Early prediction of intraventricular hemorrhage in very low birth weight infants using deep neural networks with attention in low-resource settings.
Journal:
Scientific reports
PMID:
40128228
Abstract
Early prediction of intraventricular hemorrhage (IVH) in very low-birthweight infants (VLBWIs) remains challenging because of multifactorial risk factors. IVH often occurs within a few hours after birth, yet its onset cannot be reliably predicted using clinical symptoms or vital signs such as blood pressure or heart rate. Accurate early prediction of IVH is critical for timely intervention but remains challenging due to the limited feasibility of current prediction methods in resource-constrained settings. Traditional prediction methods often require advanced equipment and specialized expertise. Therefore, developing a predictive model based on a limited set of available factors is crucial for accurate and reliable early IVH prediction in VLBWIs. We propose a deep neural network-based model with an attention mechanism (DNN-A) that utilizes a limited set of readily available clinical factors.
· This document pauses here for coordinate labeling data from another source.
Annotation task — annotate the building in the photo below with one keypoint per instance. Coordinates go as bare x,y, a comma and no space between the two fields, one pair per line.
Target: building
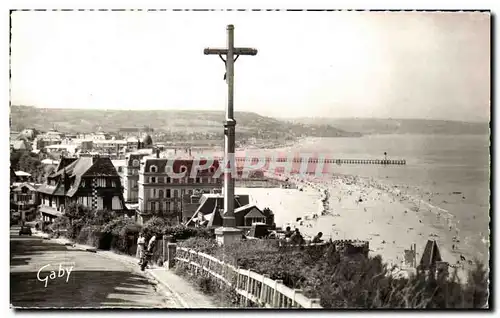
24,200
130,177
22,176
246,214
161,194
20,144
134,131
211,208
13,176
91,181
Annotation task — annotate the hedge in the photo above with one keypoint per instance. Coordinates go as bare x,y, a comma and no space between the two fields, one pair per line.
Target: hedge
354,282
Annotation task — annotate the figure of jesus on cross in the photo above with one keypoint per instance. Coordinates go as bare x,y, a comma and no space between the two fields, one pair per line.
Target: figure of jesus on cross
230,124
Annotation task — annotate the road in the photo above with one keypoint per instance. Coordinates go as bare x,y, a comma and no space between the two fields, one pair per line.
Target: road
94,281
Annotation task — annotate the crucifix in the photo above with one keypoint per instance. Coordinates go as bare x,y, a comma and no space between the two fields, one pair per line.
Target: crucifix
229,124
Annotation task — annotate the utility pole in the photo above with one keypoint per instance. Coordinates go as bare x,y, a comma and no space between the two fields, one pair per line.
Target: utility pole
230,123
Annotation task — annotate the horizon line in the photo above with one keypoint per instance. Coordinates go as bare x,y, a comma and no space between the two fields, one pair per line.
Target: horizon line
484,121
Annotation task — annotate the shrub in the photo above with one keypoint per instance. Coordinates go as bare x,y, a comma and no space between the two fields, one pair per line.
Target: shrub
90,235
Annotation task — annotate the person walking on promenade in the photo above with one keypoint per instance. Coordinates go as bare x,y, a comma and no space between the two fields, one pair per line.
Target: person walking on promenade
141,242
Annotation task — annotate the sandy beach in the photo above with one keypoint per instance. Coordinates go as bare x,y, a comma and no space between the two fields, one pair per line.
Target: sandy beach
363,209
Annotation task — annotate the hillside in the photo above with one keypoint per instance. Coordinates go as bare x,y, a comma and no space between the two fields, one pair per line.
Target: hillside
399,126
168,121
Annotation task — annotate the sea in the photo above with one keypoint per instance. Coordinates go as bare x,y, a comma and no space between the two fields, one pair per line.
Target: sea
450,173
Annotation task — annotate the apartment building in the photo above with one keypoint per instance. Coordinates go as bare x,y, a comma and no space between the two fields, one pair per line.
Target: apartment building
160,194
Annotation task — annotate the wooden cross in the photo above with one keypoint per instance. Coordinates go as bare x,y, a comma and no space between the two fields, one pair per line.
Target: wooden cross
230,124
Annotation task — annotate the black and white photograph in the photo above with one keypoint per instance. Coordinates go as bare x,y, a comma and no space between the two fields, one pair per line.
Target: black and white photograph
211,159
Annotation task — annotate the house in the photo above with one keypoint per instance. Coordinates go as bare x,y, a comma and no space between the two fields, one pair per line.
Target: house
160,193
88,180
13,176
249,214
211,208
20,144
24,200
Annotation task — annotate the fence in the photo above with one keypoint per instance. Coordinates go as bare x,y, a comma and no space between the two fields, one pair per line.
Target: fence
251,286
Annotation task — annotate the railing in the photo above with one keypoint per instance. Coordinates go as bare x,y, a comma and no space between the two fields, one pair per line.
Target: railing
251,286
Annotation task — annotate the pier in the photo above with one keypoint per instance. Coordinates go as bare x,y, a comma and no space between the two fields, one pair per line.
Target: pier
326,161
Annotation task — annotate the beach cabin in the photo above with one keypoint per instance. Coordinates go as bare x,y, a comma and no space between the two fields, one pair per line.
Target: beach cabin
208,210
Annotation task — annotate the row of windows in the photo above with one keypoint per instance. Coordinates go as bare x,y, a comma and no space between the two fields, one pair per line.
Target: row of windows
168,193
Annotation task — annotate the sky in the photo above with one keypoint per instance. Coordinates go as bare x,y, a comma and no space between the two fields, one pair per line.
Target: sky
309,64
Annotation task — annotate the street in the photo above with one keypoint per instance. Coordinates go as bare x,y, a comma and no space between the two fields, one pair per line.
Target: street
72,278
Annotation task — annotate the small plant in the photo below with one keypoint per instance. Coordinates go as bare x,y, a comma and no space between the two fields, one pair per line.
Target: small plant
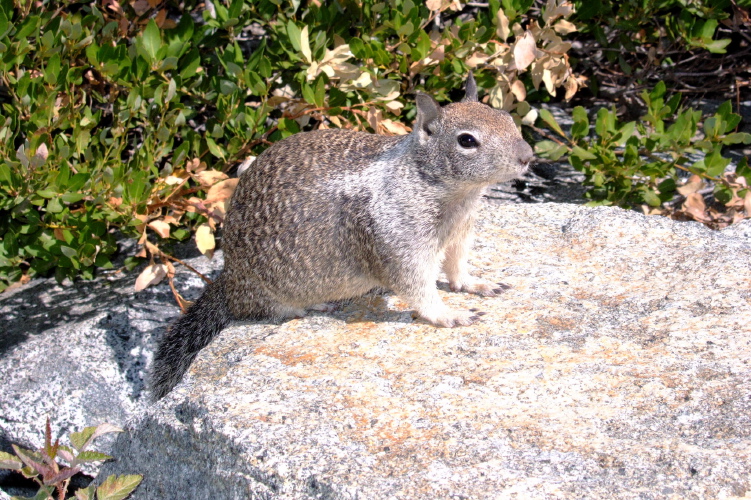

The model was trained and tested on data from 387 infants, incorporating eight variables, including maternal age, delivery mode, endotracheal intubation, birth weight, gestational age at delivery, APGAR scores at 1 and 5 min, and sex. Our DNN-A model achieved 90% and 87% accuracies in the training and testing sets, respectively, with an area under the curve of 87, and outperformed various state-of-the-art machine-learning-based models for IVH prediction. These results underscore the effectiveness of DNN-A for predicting the risk of IVH in VLBWIs in low-resource settings.